Sedang Trending 1 minggu yang lalu

Jakarta -

PT Garuda Indonesia (Persero) Tbk (GIAA) tetap membukukan rugi bersih sepanjang kuartal I 2026. Meski begitu, rugi bersih Garuda tercatat menyusut dibanding periode tahun sebelumnya.

Dikutip dari laporan keuangannya, Garuda membukukan rugi bersih sebesar US$ 46,48 juta alias sekitar Rp 803,4 miliar (asumsi kurs Rp 17.285) di kuartal I 2026. Angka tersebut turun signifikan dibanding periode nan sama tahun sebelumnya, ialah sebesar US$ 76,49 juta alias sekitar Rp 1,3 triliun.

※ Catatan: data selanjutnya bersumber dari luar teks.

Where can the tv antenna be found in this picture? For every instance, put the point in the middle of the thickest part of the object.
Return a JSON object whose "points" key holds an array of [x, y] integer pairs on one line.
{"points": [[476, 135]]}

Garuda membukukan pendapatan upaya sebesar US$ 762,35 juta alias sekitar Rp 13,17 triliun sepanjang kuartal I 2026. Angka tersebut naik tipis dari periode nan sama tahun sebelumnya, ialah sebesar US$ 723,56 juta alias sekitar Ro 12,5 triliun.

SCROLL TO CONTINUE WITH CONTENT

Pendapatan perseroan ditopang kuat oleh penerbangan berjadwal, ialah sebesar US$ 648,10 juta alias sekitar Rp 11,2 triliun. Sementara penerbangan tidak berjadwal berkontribusi sebesar US$ 24,98 juta alias sekitar Rp 431,82 miliar.

Sementara itu, Garuda juga tetap mencatat beban upaya nan besar sepanjang kuartal I 2026, ialah sebesar US$ 713,22 juta alias sekitar Rp 12,3 triliun. Beban operasional penerbangan menjadi kontributor terbesar dengan nilai mencapai US$ 350,24 alias sekitar Rp 6 triliun.

Sementara dari sisi neraca aset, Garuda mencatat sebesar US$ 7,5 miliar hingga akhir Maret 2026. Kemudian total liabilitas Garuda tercatat sebesar US$ 7,4 miliar dengan ekuitas sebesar US$ 68,25 juta.